This suit was juuust a bit outside.
A failed Yankees prospect who never got out of High-A ball claimed in a rambling, eight-figure lawsuit against the Bombers that the club conspired to keep him from reaching the majors — all “to protect the career of Derek Jeter.”
Garrison Lassiter, 30, registered a lowly .244 batting average with just four home runs across parts of five minor-league seasons as a third-baseman, but the real reason his career stalled, he claims, is because Jeter was out to get him.
Lassiter, who played from 2008 through 2012, was kept down “ALL IN EFFORT TO PROTECT CAREER OF DEREK JETER SHORTSTOP OF NEW YORK YANKEES,” he claimed in the disjointed suit, filed in federal court in North Carolina in December 2018 only to be dismissed by a judge in May 2019.
Jeter — a virtual lock to be among the game’s next class of Hall of Famers when voting results are announced later this month — retired following the 2014 season, two years after Lassiter was cut loose by the Yankees.
The 79-page filing — first reported Thursday by NJ.com — is supplemented with letters Lassiter wrote to front-office executives across Major League Baseball, ahead of the case, seeking a sympathetic ear for his conspiracy-laden tale of woe.

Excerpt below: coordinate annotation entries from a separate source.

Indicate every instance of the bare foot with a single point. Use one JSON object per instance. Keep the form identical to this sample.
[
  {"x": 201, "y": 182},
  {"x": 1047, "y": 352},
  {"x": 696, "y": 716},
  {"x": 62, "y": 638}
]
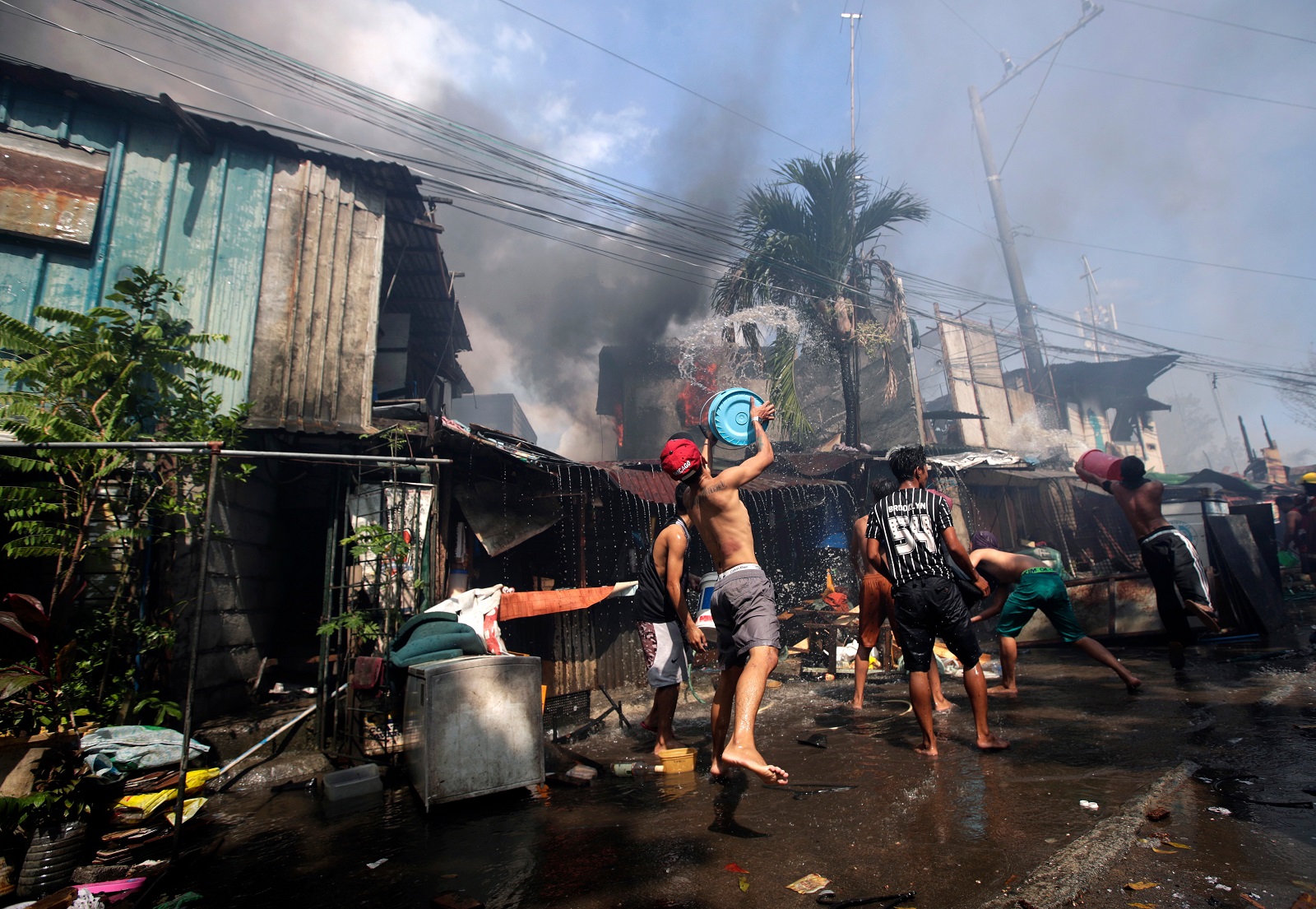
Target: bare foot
[
  {"x": 1207, "y": 616},
  {"x": 752, "y": 761}
]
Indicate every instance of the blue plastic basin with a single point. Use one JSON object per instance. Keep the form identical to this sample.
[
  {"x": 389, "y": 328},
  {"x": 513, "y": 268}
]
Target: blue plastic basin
[{"x": 728, "y": 416}]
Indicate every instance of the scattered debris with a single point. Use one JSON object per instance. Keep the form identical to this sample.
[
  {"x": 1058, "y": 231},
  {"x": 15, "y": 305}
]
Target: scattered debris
[
  {"x": 809, "y": 884},
  {"x": 454, "y": 900},
  {"x": 828, "y": 899}
]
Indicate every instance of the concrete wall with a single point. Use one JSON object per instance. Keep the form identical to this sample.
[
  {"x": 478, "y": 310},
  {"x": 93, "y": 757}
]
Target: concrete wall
[{"x": 266, "y": 584}]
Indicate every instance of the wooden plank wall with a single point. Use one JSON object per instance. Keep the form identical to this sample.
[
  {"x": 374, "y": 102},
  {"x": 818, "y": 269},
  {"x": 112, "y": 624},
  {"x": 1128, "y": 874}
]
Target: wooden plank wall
[
  {"x": 197, "y": 217},
  {"x": 313, "y": 355}
]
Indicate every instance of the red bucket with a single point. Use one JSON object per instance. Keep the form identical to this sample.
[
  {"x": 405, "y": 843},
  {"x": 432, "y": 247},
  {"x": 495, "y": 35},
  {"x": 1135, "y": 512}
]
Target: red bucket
[{"x": 1101, "y": 463}]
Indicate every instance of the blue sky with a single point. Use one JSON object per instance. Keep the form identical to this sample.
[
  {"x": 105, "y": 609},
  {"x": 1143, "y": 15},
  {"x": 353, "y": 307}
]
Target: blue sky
[{"x": 1103, "y": 160}]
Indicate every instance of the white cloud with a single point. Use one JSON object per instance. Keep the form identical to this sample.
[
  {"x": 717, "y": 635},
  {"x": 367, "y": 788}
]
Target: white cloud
[
  {"x": 510, "y": 39},
  {"x": 388, "y": 45},
  {"x": 602, "y": 138}
]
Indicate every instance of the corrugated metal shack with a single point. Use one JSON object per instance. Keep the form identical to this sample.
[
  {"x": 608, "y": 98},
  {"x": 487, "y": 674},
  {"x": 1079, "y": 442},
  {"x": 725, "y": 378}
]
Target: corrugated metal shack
[
  {"x": 1110, "y": 590},
  {"x": 308, "y": 261},
  {"x": 528, "y": 518}
]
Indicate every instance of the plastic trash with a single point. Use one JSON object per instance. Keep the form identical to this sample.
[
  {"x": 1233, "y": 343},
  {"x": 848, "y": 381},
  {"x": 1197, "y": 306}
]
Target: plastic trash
[
  {"x": 809, "y": 884},
  {"x": 114, "y": 750}
]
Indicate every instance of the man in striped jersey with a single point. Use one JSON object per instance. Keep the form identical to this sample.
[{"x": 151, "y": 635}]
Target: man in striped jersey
[
  {"x": 905, "y": 544},
  {"x": 1181, "y": 586}
]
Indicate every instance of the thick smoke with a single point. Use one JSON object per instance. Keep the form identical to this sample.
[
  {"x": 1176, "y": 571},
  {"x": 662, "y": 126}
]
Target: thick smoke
[{"x": 537, "y": 309}]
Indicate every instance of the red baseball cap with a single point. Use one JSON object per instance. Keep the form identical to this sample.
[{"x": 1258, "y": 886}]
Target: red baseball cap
[{"x": 681, "y": 457}]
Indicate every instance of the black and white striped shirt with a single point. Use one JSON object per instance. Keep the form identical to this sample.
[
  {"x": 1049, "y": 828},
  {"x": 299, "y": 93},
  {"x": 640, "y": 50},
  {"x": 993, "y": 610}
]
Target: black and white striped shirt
[{"x": 910, "y": 524}]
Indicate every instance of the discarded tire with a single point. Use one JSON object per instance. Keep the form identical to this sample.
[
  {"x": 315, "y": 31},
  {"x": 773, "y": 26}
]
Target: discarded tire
[{"x": 52, "y": 858}]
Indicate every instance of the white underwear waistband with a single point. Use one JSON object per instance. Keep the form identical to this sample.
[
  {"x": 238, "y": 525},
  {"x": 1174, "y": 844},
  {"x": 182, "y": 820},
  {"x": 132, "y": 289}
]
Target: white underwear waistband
[{"x": 743, "y": 566}]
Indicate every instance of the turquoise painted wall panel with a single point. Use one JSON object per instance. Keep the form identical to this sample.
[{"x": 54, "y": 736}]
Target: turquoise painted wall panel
[
  {"x": 66, "y": 282},
  {"x": 145, "y": 193},
  {"x": 94, "y": 129},
  {"x": 20, "y": 276},
  {"x": 239, "y": 262},
  {"x": 199, "y": 219},
  {"x": 39, "y": 114}
]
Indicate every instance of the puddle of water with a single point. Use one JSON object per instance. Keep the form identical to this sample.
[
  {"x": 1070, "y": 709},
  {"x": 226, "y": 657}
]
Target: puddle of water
[{"x": 866, "y": 810}]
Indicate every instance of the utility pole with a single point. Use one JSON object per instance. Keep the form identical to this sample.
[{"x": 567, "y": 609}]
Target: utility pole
[
  {"x": 1090, "y": 276},
  {"x": 1004, "y": 230},
  {"x": 855, "y": 342},
  {"x": 1221, "y": 412},
  {"x": 855, "y": 20}
]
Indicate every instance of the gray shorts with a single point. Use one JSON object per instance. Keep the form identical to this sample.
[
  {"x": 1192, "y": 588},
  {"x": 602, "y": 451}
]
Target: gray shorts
[{"x": 745, "y": 613}]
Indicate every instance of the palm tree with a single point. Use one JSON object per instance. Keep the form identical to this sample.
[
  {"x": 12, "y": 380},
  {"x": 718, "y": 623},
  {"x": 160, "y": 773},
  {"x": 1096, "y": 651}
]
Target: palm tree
[{"x": 809, "y": 239}]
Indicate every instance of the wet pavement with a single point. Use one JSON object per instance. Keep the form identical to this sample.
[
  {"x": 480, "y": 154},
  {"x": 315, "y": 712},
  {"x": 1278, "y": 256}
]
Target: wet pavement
[{"x": 957, "y": 829}]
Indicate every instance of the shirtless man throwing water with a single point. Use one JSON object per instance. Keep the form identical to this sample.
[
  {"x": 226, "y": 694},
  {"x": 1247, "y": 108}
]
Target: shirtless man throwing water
[
  {"x": 1181, "y": 586},
  {"x": 744, "y": 608}
]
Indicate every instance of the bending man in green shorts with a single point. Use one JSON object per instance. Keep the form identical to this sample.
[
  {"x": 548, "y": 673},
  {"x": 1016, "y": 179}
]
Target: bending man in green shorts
[{"x": 1035, "y": 587}]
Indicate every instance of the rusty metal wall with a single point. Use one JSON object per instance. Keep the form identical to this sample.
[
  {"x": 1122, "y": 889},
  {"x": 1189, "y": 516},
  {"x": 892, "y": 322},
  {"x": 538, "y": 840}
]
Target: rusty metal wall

“Its [sic] blatantly obvious that Mr. Derek Jeter controlled the entire Yankees Organization,” wrote Lassiter in one 2018 letter to Texas Rangers general manager Jon Daniels. “[Y]ou’re an intelligent man. You graduated from Cornell. Why can an athlete like myself not play?
“I’ll never play for the New York Yankees,” he continued to Daniels. “I’m not interested in a Team that doesn’t understand the importance of giving respect to the Players that help the Organization win. These are the facts big dawg.”
To then-Baltimore Orioles manager Buck Showalter, Lassiter wrote in 2018, “I CANNOT GET ON THE FIELD DUE TO THE NEW YORK YANKEES TRYING TO CONTROL MY CAREER!
“ITS BLATANLY [sic] OBVIOUS MR DEREK JETER CONTROLLED THE ENTIRE ORGANIZATION WHEN I WAS A PROSPECT IN THE ORGANIZATION”
The suit, which does not name Jeter as a defendant, was brought by Lassiter himself, who writes in an attached personal statement that he attended Massachusetts School of Law after falling out of baseball and onto hard times.
“Many nights I’ve slept in my Car and I’m put in a situation that I do not like,” he writes. “Without a Home and no Money to pay my bills, up to this point I have Educated myself by attending Law School, Earning a Masters Degree and an undergraduate specialization in Sports Administration.”
Lassiter’s lack of legal experience shows in a convoluted detailing of the damages, which makes unclear exactly how much he was seeking.
It appears to outline approximately $35 million in earnings he believes he would have earned, spanning not only baseball but also football and basketball — though he admits that at least one of the figures is a “guestimate” [sic].
Lassiter brought a separate suit last month against the Cincinnati Reds, alleging that that club didn’t give him a fair shot today because of his age.
Lassiter did not immediately respond to a request for comment at the three email addresses listed in his filing, and a phone number he gave as his was not in service as of Wednesday.
The Yankees did not immediately respond to a request for comment by The Post, but previously declined comment to NJ.com, as did the Reds.